Once a donor kidney is found Wilson will undergo a transplant in Tulsa, but he currently sees a specialist in Joplin. He says it took finding the right specialist to feel as if he was making good progress.
“The first doctor I saw was ready to put me on dialysis and send me down the river. He didn’t want to find out anything,” he said. “So, we went back another time with my mother-in-law, because she’s a question asker and a nurse, I had just shut down and was ready to leave, and it was getting too expensive for everybody to take off and drive to Tulsa. I went to another guy in Joplin, Dr. Ahmed Aboul, and he did a biopsy and has been more active about trying to find the reason behind it all, so that makes it a little more comfortable, that he’s trying.”
Wilson said he is in pain some days, but the generous outpouring of compassion has definitely helped to raise his spirits, although he deals with the physical struggles daily.
“It just depends on what I do most days. If I walk a lot my legs tend to start cramping up a lot more. Or even at work, I could be sitting and my leg will cramp up. That’s the biggest thing is the leg pain,” he said.

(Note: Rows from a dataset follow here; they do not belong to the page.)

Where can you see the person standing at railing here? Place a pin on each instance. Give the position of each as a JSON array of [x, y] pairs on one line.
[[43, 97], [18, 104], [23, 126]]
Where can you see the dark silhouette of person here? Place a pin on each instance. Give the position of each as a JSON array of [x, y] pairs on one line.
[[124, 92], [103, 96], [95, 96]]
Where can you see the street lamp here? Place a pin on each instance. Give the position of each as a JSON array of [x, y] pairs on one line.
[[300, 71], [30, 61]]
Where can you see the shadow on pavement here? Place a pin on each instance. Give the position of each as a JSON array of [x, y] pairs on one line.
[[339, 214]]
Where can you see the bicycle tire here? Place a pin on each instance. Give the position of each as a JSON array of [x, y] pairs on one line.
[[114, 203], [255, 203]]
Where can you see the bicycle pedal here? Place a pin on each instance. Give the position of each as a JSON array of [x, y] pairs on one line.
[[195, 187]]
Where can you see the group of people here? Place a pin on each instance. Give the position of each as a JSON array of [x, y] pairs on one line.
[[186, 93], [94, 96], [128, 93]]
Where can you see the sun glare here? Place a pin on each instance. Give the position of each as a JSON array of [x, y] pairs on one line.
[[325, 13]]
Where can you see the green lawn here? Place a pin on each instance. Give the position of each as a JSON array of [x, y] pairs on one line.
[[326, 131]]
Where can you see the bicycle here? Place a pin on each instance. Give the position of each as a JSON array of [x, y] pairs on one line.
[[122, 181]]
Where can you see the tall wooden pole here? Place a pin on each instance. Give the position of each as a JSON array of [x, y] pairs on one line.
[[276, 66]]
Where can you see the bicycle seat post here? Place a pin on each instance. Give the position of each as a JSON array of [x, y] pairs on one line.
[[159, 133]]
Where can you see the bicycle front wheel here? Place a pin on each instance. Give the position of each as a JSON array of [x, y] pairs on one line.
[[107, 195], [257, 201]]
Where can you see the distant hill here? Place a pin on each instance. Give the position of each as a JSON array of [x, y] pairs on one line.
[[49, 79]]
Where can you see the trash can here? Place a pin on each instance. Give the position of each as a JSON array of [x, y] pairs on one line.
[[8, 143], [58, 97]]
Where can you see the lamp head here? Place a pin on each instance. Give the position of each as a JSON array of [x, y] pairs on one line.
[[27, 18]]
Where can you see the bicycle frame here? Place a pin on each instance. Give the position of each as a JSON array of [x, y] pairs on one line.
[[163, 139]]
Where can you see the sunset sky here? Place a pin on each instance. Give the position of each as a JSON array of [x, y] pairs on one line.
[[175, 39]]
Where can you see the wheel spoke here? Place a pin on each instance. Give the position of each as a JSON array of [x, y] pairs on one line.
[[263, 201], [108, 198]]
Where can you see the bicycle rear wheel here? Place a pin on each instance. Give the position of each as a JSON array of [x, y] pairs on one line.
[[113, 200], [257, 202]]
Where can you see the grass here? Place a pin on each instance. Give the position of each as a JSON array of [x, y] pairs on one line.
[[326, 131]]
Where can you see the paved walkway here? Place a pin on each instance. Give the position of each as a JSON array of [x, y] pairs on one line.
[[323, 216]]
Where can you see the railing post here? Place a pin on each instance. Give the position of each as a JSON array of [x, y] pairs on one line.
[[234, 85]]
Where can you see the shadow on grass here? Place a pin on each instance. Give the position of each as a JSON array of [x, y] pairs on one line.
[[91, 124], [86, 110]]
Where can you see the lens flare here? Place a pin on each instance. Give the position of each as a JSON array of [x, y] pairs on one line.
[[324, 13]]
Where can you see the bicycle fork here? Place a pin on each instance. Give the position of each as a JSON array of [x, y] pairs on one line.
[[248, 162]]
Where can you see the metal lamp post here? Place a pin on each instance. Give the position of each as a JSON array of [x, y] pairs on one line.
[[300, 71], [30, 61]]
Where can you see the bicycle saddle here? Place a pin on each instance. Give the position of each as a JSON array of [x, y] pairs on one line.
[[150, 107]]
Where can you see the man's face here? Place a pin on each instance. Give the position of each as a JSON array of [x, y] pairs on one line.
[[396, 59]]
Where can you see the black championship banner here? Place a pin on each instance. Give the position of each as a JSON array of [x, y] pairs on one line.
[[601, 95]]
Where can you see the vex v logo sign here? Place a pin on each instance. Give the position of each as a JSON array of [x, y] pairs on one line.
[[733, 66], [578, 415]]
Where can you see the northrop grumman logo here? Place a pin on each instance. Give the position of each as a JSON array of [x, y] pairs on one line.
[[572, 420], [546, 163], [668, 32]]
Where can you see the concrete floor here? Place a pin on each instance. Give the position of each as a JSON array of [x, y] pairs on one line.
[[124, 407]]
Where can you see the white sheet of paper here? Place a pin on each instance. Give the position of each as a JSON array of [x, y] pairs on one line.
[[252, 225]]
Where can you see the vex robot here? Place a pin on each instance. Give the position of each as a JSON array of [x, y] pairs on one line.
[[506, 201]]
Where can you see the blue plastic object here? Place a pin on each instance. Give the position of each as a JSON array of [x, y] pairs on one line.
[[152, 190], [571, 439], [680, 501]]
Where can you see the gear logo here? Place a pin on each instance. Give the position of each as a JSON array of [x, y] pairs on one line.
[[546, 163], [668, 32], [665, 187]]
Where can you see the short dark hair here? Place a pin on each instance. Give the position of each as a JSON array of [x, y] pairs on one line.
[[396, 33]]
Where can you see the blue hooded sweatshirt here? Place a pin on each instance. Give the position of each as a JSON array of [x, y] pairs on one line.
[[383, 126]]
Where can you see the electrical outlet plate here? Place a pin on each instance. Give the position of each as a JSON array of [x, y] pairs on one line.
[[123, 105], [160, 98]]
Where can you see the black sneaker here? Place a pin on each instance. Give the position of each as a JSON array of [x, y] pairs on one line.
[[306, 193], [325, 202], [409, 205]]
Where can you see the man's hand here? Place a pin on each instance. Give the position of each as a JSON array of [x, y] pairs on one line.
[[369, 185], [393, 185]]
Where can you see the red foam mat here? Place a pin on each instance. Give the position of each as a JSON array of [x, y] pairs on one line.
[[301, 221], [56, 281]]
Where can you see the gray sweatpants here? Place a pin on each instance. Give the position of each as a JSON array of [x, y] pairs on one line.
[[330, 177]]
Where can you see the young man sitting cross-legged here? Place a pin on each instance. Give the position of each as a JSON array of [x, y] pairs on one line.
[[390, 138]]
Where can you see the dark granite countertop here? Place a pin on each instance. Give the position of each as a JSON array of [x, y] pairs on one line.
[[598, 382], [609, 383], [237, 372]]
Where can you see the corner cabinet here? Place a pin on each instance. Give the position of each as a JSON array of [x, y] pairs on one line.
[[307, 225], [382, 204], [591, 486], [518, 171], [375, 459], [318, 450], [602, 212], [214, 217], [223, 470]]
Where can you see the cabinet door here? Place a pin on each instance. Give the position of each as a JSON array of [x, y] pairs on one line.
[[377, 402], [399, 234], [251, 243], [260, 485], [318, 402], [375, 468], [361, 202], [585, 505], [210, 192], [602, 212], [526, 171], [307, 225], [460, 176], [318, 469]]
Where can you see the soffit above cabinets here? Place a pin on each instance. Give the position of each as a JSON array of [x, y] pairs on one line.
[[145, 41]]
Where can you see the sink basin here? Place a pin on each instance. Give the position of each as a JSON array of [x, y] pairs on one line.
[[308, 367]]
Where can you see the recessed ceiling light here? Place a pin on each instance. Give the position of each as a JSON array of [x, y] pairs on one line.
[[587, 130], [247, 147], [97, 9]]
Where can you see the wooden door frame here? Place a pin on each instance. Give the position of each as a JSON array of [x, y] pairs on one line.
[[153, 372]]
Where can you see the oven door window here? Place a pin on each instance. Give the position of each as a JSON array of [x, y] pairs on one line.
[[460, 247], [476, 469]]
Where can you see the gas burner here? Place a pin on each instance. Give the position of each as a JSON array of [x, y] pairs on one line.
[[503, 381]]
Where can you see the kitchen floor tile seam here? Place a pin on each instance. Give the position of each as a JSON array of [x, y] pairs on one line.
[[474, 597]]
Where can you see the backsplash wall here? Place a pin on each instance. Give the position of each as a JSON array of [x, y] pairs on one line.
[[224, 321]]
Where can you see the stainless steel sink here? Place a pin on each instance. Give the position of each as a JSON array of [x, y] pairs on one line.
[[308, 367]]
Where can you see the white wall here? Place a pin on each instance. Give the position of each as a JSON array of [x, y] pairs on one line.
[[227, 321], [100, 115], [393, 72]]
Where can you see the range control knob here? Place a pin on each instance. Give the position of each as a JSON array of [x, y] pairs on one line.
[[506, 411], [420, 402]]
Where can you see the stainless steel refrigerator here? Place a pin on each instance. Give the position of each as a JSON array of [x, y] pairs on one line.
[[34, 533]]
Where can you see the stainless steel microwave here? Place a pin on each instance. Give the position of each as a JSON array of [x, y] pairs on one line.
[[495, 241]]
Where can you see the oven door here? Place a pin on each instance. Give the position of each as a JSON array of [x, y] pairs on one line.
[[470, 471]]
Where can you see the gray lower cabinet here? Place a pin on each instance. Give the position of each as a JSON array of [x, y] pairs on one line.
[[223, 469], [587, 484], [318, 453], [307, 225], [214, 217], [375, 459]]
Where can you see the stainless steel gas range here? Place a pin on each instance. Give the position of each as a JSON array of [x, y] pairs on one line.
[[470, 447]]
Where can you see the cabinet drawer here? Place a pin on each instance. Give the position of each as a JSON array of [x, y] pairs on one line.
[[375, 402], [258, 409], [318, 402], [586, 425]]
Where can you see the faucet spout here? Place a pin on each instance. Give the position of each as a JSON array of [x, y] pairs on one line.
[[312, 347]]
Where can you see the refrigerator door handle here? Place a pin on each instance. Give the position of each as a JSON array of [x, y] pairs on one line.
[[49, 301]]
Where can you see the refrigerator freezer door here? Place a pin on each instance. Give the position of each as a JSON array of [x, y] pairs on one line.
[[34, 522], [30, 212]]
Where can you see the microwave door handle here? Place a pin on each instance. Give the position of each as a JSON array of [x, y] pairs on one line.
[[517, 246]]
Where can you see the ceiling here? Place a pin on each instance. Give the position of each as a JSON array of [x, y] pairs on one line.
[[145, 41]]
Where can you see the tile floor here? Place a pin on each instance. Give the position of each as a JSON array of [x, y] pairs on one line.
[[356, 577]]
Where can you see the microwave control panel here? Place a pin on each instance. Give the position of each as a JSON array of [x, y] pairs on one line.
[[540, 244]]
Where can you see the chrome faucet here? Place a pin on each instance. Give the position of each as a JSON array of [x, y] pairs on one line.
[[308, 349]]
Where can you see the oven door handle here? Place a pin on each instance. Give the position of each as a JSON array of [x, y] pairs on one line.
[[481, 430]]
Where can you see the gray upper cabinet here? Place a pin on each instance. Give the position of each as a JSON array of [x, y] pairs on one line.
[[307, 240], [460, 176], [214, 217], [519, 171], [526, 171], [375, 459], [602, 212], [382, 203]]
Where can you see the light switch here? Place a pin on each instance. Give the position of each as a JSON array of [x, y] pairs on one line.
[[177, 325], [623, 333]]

“I want to make sure that everybody knows we are forever grateful for everything. It is so hard," Danielle said her voice breaking with emotion. “My family, Jerry and Susan Frost, have taken off for almost every appointment he has gone to and we are both so grateful and appreciative for them.”
The couple wanted to thank all of the Tiger Stop crew, Horn and others, their employers at Grove First National Bank Matt Carnes and Max Madl, and Gary Howard, Mick Williams and Brandon Williams with Bingham Sand and Gravel and the many others who have helped and shown great compassion for them during these circumstances and struggles.
“They’ve all been really good to us,” Wilson said. “They said don’t worry about your hours, we’ll let you make them up if you need them.”
The Tiger Stop convenience store located at 105 S Mickey Mantle Blvd. in Commerce continues to take collection jar donations and is selling bracelets made and donated by Dale Frost to benefit Wilson.
Another friend, Lonna Mahurin-Henry has started an online auction to benefit Wilson on Facebook, “Packer Needs A Kidney-Auction Page” to ease any financial burden she can.
Mahurin-Henry is in the process of gathering auction items and getting the word out with plans to start the auction at the end of September or beginning of November.